I am not making this up. The local news may very well have been making it up, but I'm not.
08-19-1999, 11:57 PM
Bosso bizaro! Thanks to all who replied. And yeah, I don't tune into the local news anymore. I adore NPR since I think they wait until they have something to say before they post (broadcast, whatever). Also, on-line services have much to offer as do print news.
However, I guess what I'm looking for here is other stories (like above) of hysteria, bullshit or outright LIES to get you to tune in. This intrigues me. What crap have they used to get you to tune in and you went, "you lying shitheels! That's not what you said at the news break!"
Obviously, I've refined my OP after reading the replies. And again, thanks for the FYI and I agree: TV news sucks. But tell me what you've seen/heard them do to get you to tune in.
08-20-1999, 01:34 AM
OK, here's one that fits your post better...one evening they said something like "Is your bottled water dangerous to your child? Tonight at 6!" Well first off what does that make you think? Those so-called purified water dealers are slipping crack into my kid's water or something. Well, no. It turns out that *BIG NEWS FLASH* bottled water doesn't have flouride in it like city water does. So if your kids are drinking bottled water and you're not giving them flouride drops, well they may get a cavity! Horrors! In the baby teeth they're going to lose anyway! What kind of God would allow this to happen?!?!?! Oh, and I've already had my say about the teams that send someone out to do a live report somewhere where some obscure thing happened like 3 hours prior. "I'm live at the scene where, although an empty field NOW, was earlier today the scene of an amazing spectacle! With me is the sister of an eyewitness who is no longer present...what can you share with us?" ZZZZZZZZZ!
08-20-1999, 02:38 AM
voguevixen I think you are going to steal my heart! That's exactly what I'm talking about! How shameless, how lame.... And they just don't stop!

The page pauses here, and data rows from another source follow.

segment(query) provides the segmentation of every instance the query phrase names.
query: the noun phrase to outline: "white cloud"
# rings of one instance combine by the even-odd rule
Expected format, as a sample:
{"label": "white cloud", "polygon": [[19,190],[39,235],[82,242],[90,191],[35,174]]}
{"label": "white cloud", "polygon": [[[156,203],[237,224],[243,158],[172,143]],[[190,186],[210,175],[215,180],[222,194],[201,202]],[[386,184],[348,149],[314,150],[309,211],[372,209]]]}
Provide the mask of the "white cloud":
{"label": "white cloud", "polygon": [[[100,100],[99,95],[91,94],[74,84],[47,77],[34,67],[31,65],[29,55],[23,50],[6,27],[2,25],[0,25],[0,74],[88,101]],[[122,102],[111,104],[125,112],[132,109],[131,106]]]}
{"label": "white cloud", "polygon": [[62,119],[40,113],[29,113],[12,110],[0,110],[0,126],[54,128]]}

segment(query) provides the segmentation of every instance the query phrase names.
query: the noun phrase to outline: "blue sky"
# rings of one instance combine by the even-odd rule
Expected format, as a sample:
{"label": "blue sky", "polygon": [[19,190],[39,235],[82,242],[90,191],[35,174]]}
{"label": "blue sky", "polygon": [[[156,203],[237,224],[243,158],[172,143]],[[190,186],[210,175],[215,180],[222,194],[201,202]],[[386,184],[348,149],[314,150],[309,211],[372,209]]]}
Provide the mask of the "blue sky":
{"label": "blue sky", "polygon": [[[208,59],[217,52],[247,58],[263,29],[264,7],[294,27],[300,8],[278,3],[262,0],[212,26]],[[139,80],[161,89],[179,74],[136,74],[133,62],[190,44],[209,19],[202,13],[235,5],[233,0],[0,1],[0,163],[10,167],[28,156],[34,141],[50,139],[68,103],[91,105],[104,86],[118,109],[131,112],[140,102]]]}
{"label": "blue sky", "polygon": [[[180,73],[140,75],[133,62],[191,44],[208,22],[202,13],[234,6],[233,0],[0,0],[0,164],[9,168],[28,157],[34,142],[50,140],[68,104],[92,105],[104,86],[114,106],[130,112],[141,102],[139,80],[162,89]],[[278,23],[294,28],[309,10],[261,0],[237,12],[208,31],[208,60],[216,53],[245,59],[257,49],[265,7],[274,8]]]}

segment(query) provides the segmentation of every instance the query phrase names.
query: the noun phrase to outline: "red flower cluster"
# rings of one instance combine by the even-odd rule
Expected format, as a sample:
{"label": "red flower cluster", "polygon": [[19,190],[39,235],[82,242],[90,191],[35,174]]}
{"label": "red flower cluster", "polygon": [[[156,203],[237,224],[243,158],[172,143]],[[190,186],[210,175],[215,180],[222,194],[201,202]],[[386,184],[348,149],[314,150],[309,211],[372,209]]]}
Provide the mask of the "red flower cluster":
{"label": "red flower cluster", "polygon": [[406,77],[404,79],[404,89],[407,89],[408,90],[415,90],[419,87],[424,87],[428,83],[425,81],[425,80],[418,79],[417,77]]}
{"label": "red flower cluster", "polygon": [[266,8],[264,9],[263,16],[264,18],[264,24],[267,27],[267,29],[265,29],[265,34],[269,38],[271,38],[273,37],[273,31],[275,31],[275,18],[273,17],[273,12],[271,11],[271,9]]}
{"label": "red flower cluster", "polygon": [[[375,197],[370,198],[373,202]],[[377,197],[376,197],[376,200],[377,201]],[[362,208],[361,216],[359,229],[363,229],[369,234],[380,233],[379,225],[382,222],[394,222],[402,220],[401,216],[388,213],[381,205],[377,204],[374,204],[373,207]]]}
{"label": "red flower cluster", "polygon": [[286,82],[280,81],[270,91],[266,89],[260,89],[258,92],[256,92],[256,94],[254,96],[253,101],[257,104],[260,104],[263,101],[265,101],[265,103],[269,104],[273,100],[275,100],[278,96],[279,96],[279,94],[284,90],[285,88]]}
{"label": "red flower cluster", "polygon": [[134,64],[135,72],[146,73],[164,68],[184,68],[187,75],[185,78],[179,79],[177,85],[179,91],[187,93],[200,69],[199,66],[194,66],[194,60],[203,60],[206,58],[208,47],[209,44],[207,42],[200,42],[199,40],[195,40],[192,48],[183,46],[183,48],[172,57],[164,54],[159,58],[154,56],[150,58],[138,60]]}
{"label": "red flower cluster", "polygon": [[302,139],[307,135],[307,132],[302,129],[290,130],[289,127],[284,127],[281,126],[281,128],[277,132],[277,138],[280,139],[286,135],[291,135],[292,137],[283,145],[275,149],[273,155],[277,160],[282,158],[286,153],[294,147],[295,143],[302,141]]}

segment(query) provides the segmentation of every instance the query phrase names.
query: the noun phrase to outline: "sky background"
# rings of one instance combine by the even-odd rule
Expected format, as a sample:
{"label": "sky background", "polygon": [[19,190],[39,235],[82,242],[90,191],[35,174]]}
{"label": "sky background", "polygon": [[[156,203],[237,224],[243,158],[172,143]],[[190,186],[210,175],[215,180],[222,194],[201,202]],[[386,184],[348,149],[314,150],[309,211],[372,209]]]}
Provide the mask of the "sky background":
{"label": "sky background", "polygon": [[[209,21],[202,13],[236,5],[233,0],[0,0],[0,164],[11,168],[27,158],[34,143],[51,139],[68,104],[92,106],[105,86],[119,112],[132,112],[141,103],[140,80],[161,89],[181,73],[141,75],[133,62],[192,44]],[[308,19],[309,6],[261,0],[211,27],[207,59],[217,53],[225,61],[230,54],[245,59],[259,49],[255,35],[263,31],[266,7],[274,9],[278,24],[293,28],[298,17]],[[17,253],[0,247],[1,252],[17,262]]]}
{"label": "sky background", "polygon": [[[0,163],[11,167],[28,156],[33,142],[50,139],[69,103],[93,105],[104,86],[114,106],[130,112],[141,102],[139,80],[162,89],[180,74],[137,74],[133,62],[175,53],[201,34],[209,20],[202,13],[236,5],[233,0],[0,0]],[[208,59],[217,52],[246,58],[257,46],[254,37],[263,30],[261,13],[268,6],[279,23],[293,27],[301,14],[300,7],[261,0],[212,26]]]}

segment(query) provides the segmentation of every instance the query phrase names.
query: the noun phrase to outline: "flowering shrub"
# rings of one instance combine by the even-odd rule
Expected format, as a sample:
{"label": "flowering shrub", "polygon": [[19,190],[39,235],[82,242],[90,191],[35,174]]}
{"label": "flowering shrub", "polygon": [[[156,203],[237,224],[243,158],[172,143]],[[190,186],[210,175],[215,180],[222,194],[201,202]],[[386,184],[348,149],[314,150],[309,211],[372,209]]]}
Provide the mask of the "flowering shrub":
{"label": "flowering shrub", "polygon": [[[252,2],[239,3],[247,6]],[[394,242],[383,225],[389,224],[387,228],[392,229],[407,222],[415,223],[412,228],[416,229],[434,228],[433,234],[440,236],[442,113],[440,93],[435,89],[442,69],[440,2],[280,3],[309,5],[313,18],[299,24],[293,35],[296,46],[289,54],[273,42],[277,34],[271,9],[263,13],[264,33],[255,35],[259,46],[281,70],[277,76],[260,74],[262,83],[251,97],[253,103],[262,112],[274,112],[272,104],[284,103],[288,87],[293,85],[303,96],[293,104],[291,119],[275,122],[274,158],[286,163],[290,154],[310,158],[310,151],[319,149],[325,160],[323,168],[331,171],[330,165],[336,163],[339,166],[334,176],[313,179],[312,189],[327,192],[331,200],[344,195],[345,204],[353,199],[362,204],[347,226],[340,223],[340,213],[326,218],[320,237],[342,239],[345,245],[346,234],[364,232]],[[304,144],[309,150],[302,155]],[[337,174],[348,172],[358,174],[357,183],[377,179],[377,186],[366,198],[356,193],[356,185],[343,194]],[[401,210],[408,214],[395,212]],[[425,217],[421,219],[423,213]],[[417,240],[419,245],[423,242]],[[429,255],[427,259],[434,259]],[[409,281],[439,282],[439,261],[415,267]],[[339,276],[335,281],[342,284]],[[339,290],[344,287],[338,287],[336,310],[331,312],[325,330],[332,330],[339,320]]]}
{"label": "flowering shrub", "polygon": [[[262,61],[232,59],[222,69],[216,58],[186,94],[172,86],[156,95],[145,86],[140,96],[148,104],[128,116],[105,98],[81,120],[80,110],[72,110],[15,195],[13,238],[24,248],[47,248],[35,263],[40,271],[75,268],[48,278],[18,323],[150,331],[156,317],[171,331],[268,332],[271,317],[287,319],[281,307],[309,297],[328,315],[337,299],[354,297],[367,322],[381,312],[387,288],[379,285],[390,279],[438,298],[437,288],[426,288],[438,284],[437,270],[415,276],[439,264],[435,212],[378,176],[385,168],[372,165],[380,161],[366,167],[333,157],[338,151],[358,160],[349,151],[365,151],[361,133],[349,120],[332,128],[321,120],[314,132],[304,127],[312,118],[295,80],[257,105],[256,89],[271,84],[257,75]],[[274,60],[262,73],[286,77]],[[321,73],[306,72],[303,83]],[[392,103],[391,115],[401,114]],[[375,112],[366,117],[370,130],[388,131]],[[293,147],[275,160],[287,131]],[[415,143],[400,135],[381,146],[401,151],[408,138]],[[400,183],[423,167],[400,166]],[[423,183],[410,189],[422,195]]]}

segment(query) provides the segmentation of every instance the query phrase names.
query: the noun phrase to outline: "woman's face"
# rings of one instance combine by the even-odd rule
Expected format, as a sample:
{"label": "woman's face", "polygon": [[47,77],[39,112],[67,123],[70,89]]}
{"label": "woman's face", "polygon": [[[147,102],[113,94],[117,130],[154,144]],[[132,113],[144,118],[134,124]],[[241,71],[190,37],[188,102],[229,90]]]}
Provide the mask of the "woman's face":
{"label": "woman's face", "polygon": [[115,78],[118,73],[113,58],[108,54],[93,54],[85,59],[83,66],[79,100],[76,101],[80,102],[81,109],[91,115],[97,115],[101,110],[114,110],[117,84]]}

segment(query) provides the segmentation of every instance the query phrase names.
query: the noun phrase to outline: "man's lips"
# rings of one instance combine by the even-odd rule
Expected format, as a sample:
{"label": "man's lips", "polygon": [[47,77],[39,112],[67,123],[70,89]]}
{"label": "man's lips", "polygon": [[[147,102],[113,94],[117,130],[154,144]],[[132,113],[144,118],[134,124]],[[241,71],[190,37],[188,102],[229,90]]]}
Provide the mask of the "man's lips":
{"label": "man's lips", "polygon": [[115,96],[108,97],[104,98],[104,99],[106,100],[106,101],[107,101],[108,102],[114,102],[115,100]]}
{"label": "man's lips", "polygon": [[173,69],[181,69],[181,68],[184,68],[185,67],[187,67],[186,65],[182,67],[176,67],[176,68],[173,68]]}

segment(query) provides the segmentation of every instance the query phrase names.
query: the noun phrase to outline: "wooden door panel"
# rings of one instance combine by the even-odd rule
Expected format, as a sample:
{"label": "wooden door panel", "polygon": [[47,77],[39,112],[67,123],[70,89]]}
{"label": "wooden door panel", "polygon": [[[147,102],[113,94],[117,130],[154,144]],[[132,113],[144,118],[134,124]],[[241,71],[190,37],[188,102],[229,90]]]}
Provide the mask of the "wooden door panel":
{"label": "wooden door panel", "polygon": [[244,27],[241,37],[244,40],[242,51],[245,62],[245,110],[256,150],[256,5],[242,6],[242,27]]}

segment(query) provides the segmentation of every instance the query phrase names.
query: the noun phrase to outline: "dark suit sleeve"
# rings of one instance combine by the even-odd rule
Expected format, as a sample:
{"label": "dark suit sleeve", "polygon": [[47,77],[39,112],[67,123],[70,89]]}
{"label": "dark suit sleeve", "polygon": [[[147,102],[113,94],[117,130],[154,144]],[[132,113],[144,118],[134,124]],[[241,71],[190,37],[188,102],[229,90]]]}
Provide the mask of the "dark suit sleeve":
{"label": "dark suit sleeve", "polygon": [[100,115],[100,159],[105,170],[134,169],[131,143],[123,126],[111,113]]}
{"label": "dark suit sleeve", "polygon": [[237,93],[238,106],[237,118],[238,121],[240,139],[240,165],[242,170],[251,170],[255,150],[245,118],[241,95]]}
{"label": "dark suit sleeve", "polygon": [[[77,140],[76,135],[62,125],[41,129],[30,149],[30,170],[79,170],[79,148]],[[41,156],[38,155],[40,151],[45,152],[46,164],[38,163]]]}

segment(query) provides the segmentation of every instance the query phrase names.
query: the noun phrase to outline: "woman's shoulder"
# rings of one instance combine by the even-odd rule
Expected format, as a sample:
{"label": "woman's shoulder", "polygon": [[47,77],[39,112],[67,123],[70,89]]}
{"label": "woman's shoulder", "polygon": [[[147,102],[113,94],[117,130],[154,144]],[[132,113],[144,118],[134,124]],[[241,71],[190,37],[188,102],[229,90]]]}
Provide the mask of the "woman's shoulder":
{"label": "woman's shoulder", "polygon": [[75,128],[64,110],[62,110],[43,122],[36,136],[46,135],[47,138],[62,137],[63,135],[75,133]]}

One of the local NY stations got in trouble with the FCC about ten years ago for something like that. During "L.A. Law" they kept having newsbreaks: "One of the stars of tonight's show found dead--news at 11!" Turns out it was a bit player, and everyone did come down pretty hard on the station for that.
08-20-1999, 11:46 PM
Not quite on topic, but I heard a really lame attempt at a "scare" teaser tonight:
"The threat of a drug-resistant germ is spreading!" I didn't tune in.
I generally avoid watching the news; I watch the fake news with Jon Stewart instead.
08-21-1999, 08:12 AM
Actually, that teaser was for exactly what it is. Apparently, four children have been killed by an antibiotic-resistant strain of staph infections in Minnesota and...Montana, I think?
08-22-1999, 12:22 AM
Well if that's the case, it's more than just a threat spreading.